A friend of mine taught me the game in a café, on a piece of paper. And I went to a few — it was the great era of Willie Mays. And I went to baseball games, but not often. A family with children took me to the game five or six times. And it was paradise, because Willie Mays was running as fast as the ball, I never saw a thing, and the excitement, nothing happened, and then everybody is on their feet. It was incredible, but sports has a language world of their own. And crafts are disappearing, and languages are disappearing with them.

 

The tools, for example, that a shoemaker uses, we don’t know these words anymore, because there are no shoemakers, you buy them already made. And the sports world has a lingo, a language.
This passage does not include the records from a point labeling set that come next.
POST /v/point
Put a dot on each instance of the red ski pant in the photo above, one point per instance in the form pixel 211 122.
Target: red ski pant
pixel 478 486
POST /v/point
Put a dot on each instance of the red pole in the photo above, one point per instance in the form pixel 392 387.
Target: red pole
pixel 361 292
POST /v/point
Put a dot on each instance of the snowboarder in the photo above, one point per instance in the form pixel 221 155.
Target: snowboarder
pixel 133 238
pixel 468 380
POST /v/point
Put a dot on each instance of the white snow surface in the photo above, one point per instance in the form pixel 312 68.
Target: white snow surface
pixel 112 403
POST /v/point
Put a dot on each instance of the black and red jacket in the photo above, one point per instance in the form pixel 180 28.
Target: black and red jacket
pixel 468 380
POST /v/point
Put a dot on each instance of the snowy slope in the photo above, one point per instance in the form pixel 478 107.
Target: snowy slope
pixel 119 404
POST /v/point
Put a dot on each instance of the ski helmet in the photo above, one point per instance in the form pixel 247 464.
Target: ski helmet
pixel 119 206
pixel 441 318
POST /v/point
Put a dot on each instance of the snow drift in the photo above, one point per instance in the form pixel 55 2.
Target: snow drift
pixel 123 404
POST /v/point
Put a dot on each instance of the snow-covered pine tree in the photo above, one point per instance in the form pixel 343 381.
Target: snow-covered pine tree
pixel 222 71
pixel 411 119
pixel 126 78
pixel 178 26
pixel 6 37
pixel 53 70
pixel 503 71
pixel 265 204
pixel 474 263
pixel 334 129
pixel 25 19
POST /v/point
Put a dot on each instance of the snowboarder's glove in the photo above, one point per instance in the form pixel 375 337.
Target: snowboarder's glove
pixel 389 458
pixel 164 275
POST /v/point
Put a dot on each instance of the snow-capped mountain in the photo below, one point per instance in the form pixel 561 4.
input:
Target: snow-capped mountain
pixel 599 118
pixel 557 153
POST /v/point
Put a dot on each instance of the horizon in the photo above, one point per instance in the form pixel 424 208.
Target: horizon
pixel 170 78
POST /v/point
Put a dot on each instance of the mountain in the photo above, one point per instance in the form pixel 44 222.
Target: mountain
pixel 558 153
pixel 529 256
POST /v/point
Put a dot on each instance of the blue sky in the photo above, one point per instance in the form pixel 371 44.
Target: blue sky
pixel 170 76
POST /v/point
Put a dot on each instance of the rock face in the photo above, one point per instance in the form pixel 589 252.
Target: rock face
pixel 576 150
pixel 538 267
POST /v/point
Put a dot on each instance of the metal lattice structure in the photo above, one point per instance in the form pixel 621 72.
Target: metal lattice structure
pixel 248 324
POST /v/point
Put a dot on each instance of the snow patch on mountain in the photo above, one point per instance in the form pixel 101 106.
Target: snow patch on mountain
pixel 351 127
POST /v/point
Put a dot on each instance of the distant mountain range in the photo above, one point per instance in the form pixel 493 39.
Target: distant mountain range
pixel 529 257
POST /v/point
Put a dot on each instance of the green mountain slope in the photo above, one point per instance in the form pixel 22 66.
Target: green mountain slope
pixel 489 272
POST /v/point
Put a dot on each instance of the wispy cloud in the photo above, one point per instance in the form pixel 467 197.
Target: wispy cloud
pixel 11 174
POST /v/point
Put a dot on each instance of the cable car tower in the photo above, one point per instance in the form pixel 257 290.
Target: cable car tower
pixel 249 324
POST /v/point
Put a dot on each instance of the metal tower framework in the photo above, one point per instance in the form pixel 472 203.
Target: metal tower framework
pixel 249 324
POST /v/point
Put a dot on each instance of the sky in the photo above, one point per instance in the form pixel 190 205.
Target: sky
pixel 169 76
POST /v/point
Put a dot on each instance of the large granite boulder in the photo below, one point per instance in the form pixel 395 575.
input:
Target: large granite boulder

And in the ’60s, there was a Los Angeles Dodger announcer, not the Giants. And his — Scully, I think, was his name. And people, I wasn’t the only one — he had an accent, maybe he was from the South, I don’t know, and a way to cover the game, he was really a genius.

 

I went to so many poetry readings. ((Organs On The Outside)) I gave some and I went to listen. Nothing can beat Scully’s speech on the radio. That for me is great. What is poetry? Why shouldn’t that be poetry? It’s language that moves you in ways you can’t explain. And this announcement was hypnotic. And now we listen to the games through his eyes instead of the — although I was on the Giants’ side to win, but I listened to his side of the story. And when they had Giants-Dodgers championship sometimes or at least late in the season, so it tightened up. And Scully was incredible. And this is, for me, a great experience; artistic, philosophical experience, it’s not just entertainment.